2024-01-12 15:54:46.8529 INFO (XyzConnectorLog  Job 4d29d931-ee60-4e09-9a91-0845e4455b00) : Set-DeptDivision id=9b13ad76-102e-4c4b-bcdd-10bfcc8aaf04 treelevel= Name=98765 - Security Division 
2024-01-12 15:54:46.8675 INFO (XyzConnectorLog  Job 4d29d931-ee60-4e09-9a91-0845e4455b00) : Get-DeptDivision id=9b13ad76-102e-4c4b-bcdd-10bfcc8aaf04  treelevel=

This is one using version 9.

Within mappings in Identity Manager I have treelevel from the department table mapped to the PowerShell schema. 

Is this possible, or what am I missing?

  • +1 3 months ago

    I think you are running into the following issue.
    The sync engine transfers ONLY the changed properties.
    If you turn on the logging you can see that the sync engine always perform a related Get-CustomObject before the Set-CustomObject
    and then removes all the unchanged properties even the ones that you defined as mandatory in the XML definition file.
    This behaviour is non-configurable. For more the details see:
    Powershell connector and ForceSyncOf parameter.

    As a work-around you have 2-options
    1 - Mark the mandatory properties as IsMandatory="true" and IsUniqueKey="true", there are no side-effects I'm aware of by doing this.
    2 - Warp the Get-CustomObject inside the Set-CustomObject and set the mandatory properties.

  • 0 3 months ago in reply to Niels de Groot

    Thanks.  I went searching through the forum for an answer, but did not think that post was relevant.  Turns out it was.  Yes, this has resolved my issue and by using option 1 above, now get the treelevel parameter passed through.  Thanks for you quick response.

  • +1 3 months ago

    My previous reply has been removed by the automatic forum moderation, because of an included url?

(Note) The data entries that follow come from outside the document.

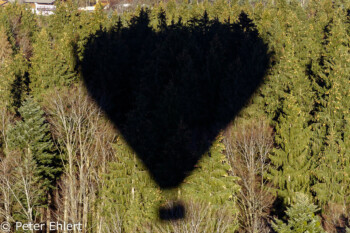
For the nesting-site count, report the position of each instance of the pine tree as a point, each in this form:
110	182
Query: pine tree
53	62
32	134
331	125
129	197
301	217
291	159
212	183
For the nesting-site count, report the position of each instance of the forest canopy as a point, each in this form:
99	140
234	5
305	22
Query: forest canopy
247	100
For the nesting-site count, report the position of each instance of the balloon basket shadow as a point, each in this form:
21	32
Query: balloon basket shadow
172	211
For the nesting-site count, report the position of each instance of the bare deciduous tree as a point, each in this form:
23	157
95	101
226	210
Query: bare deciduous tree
84	137
247	149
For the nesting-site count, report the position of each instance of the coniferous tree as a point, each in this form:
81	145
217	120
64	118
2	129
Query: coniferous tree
301	217
32	135
53	62
291	160
129	197
331	82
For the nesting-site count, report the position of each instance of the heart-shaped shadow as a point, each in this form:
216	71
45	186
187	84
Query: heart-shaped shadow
171	90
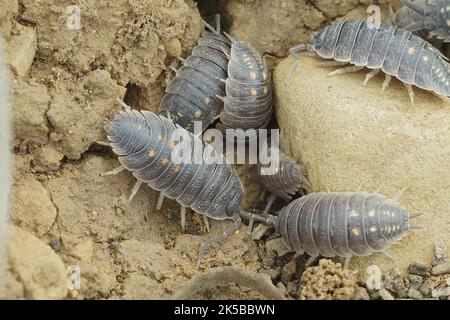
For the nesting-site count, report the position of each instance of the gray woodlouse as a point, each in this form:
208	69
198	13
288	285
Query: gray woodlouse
144	143
249	99
193	95
395	51
431	16
341	224
288	180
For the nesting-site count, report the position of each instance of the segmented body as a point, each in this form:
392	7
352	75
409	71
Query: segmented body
249	97
395	51
286	181
193	95
146	144
430	16
342	224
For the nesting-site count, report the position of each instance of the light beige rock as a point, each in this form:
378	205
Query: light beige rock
354	137
36	266
21	50
33	209
30	104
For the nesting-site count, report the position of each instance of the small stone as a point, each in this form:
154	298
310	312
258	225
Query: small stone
274	274
288	272
292	289
385	295
277	245
440	252
22	49
414	294
47	159
259	231
418	269
441	269
415	281
173	47
361	294
426	288
440	292
395	283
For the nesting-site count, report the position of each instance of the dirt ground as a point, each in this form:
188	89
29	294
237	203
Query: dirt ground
64	86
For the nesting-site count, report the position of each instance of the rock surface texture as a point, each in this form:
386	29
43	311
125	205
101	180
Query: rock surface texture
354	137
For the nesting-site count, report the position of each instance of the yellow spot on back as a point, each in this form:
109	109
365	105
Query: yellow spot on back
353	213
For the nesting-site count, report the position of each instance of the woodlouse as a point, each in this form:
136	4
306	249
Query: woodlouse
430	16
341	224
146	144
288	180
193	95
395	51
249	99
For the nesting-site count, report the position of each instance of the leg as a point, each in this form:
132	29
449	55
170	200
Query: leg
332	63
206	222
386	82
345	70
347	262
135	190
113	172
183	218
227	232
410	92
270	202
160	201
370	75
311	260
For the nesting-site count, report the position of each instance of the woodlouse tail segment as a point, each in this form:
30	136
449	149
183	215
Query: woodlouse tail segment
226	233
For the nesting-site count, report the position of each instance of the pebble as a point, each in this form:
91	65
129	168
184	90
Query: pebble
259	231
394	282
418	269
414	294
441	269
288	272
277	245
415	281
385	295
274	274
361	294
426	288
173	47
440	292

    I think you are running into the following issue.
    The sync engine transfers ONLY the changed properties.
    If you turn on the logging you can see that the sync engine always perform a related Get-CustomObject before the Set-CustomObject
    and removes all the unchanged properties even the ones that you defined as mandatory in the XML definition file.
    This behaviour is non-configurable. For more the details search for this title in the forum
    "Powershell connector and ForceSyncOf parameter"

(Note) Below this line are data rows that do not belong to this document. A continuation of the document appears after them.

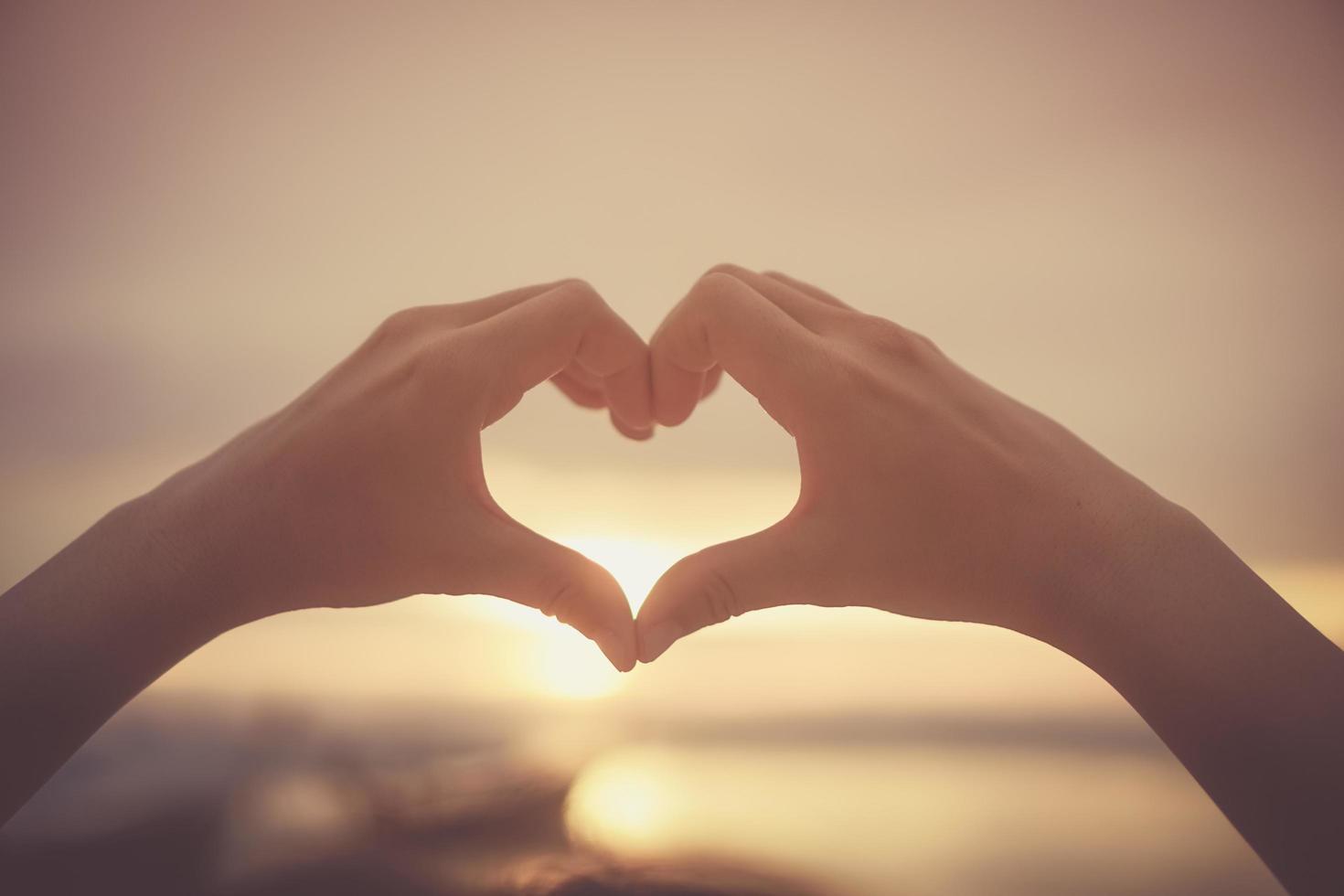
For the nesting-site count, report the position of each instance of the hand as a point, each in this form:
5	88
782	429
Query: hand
369	486
923	491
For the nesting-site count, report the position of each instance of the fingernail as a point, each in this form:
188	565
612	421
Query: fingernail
657	640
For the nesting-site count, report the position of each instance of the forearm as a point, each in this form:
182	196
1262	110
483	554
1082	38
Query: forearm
1243	690
83	635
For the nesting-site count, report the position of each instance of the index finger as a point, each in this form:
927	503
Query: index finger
538	338
723	321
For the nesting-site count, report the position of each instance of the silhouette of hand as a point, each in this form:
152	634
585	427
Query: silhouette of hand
923	491
369	486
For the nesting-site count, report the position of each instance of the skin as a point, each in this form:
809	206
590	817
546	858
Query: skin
366	489
926	492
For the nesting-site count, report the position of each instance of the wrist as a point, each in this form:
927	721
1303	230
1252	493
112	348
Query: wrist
1124	581
183	554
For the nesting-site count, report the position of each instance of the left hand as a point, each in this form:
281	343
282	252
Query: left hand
369	486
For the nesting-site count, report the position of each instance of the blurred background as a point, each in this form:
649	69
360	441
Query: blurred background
1128	215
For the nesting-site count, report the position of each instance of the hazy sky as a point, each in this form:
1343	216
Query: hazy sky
1129	215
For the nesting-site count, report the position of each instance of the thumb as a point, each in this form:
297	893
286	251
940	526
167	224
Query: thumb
769	569
522	566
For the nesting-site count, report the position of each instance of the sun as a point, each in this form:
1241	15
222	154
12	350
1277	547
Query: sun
636	564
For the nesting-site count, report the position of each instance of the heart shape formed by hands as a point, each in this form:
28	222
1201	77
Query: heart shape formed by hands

    As a work-around you have 2-options
    1 - Mark the mandatory properties as IsMandatory="true" and IsUniqueKey="true", there are no side-effects I'm aware of by doing this.
    2 - Warp the Get-CustomObject inside the Set-CustomObject and set the mandatory properties.

  • 0 3 months ago

    Thanks Niels

    I tried to reply to your message and caught in requiring a moderator to approve - so your message was there until I replied to your message.  Option1 worked a treat.  Option 2 is not an option for me, as I need treelevel parameter to determine what endpoint I need to speak to on the target system.  I did look through the forum, and skipped that thread as I did not think it applied to me.  Thank you for your prompt answer as well.  Looking at that thread you mention, it appears that while it is recognised as a "feature", there is no fix likely to come along, as it is still there in 9.1.1.  Be good if this was documented within the documentation somewhere.